One reader of this blog who heard all about the news and was sceptical, since after all it is a mouse model. Her 8 year old non-verbal child was not happy taking the drug Keppra and was already scheduled to try Lamotrigine. 

“Within a week his teacher called to say he was saying his ABCs, the next week he was counting out loud, the following month he’s attempting to repeat words of interest and this week he’s spelling animals by memory, dolphin, duck, wolf, chicken, pig, etc.

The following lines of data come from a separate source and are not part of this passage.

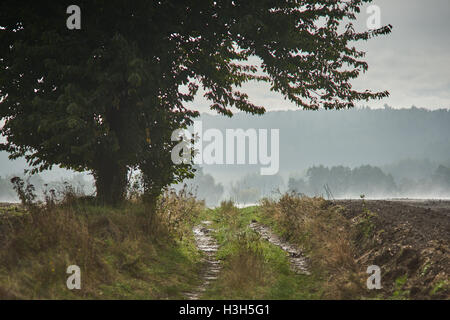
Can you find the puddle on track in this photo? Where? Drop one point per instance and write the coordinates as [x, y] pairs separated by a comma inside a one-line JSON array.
[[208, 245], [296, 258]]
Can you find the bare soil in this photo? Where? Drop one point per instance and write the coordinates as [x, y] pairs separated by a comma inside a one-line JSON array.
[[409, 240]]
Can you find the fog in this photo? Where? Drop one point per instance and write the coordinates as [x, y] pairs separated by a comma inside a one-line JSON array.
[[382, 153]]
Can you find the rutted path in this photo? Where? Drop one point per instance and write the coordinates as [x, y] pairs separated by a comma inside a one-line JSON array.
[[209, 246], [296, 258]]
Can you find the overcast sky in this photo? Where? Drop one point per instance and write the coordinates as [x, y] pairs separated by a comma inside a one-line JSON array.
[[412, 63]]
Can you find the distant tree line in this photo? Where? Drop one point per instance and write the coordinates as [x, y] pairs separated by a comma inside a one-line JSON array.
[[370, 181]]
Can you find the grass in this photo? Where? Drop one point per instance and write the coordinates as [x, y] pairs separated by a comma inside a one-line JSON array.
[[253, 268], [123, 253]]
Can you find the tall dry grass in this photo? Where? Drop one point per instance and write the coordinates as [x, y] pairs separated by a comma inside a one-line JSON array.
[[108, 244], [318, 227]]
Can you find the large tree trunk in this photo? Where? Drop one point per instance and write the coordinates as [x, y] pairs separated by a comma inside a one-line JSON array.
[[111, 183]]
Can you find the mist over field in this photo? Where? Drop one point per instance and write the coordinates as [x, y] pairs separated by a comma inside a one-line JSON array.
[[378, 153]]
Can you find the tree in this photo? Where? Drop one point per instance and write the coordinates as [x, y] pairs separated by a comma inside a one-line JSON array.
[[107, 97]]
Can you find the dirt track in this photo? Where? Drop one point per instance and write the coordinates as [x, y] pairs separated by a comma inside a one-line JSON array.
[[410, 238]]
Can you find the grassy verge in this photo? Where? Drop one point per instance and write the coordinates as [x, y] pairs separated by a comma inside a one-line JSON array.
[[252, 267], [123, 253]]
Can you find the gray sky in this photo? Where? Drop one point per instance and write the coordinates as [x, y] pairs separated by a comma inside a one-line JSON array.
[[412, 63]]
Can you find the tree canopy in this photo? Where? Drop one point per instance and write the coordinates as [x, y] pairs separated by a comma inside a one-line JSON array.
[[107, 97]]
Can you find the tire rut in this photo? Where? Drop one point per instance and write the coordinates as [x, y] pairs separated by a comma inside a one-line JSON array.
[[296, 258], [208, 245]]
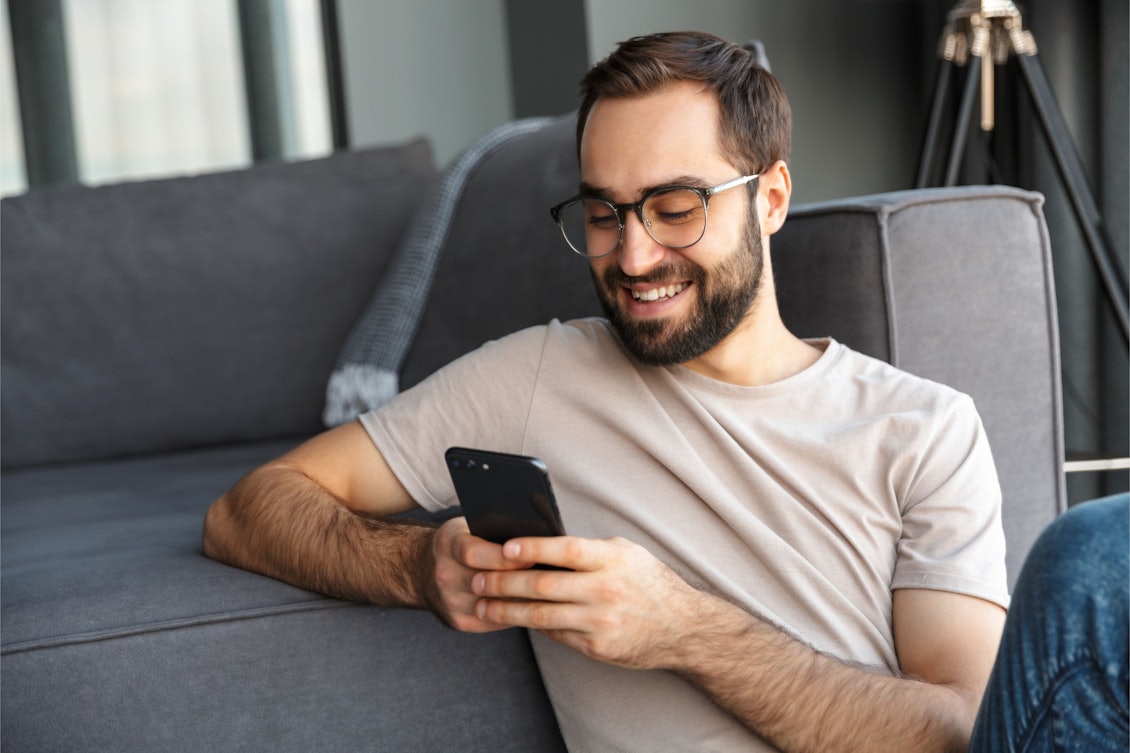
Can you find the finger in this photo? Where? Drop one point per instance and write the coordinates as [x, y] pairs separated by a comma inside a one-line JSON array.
[[531, 586], [476, 553], [537, 615], [567, 552]]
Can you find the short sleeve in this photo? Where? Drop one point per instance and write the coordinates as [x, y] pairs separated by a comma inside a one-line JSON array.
[[953, 538], [480, 400]]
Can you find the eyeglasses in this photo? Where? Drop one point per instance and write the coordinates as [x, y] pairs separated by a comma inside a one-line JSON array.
[[674, 215]]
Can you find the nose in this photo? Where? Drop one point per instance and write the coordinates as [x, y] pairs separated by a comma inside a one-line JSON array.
[[639, 251]]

We are 2 months in and at 50mg, our target dose is 100mg bid. Obviously with our success, I’ve been working with his doctor and will continue to.”

 

Conclusion

Even though every day new autism research is published, there is so much already in this blog that not much appearing is totally new to regular readers.

We saw several years ago that low dose clonazepam should be beneficial to some people with autism, in particular Dravet syndrome. Today we learnt a little more about why Nav1.1 might be disturbed beyond those with Dravet syndrome. In the maternal immune activation model it seems to be a winner. It seems to benefit many of those who have trialed it.

Treating myelination deficits has been well covered in this blog. In previous posts we saw how Pitt Hopkins syndrome researchers showed how myelination gene expression was disturbed in a wide range of autisms. Today we saw evidence to support such therapy and we discovered a new drug.

Oxytocin does help some people with autism, but not as much as you might expect. Today we learnt of a potential add on therapy, a supplement called Maca.

The idea that anti-epilepsy drugs might help some autism has been well covered. From low dose valproate to low dose phenytoin from Dr Philip Bird in Australia.

Treatment of Autism with low-dose Phenytoin, yet another AED

Recent research suggested that Lamotrigine should help some with autism and today you learned that it really does help in one case. The fact that a tiny study a few years ago suggested no responders just tells us that only a small subgroup are likely to benefit.

We already know that some people's autism is made worse by their epilepsy therapy. This is just what you would expect. Time to find a different epilepsy therapy.

My favorite new therapy, low dose mefenemic acid / ponstan has numerous effects. One reader without autism, but with an unusual visual dysfunction (visual snow syndrome) and a sound sensitivity problem contacted me a while to see if NKCC1 might be the root of his problem. I suggested he try Ponstan, which did actually work for him and is easy to buy where he lives. Now he sends me research into all its possible modes of action. One mode of action relates to a cause of intellectual disability (ID/MR). Is this a factor in why Ponstan seems to improve speech and cognition in some autism? I really don't mind why it works - I just got lucky again, that is how I look at it. The more I read the luckier I seem to get.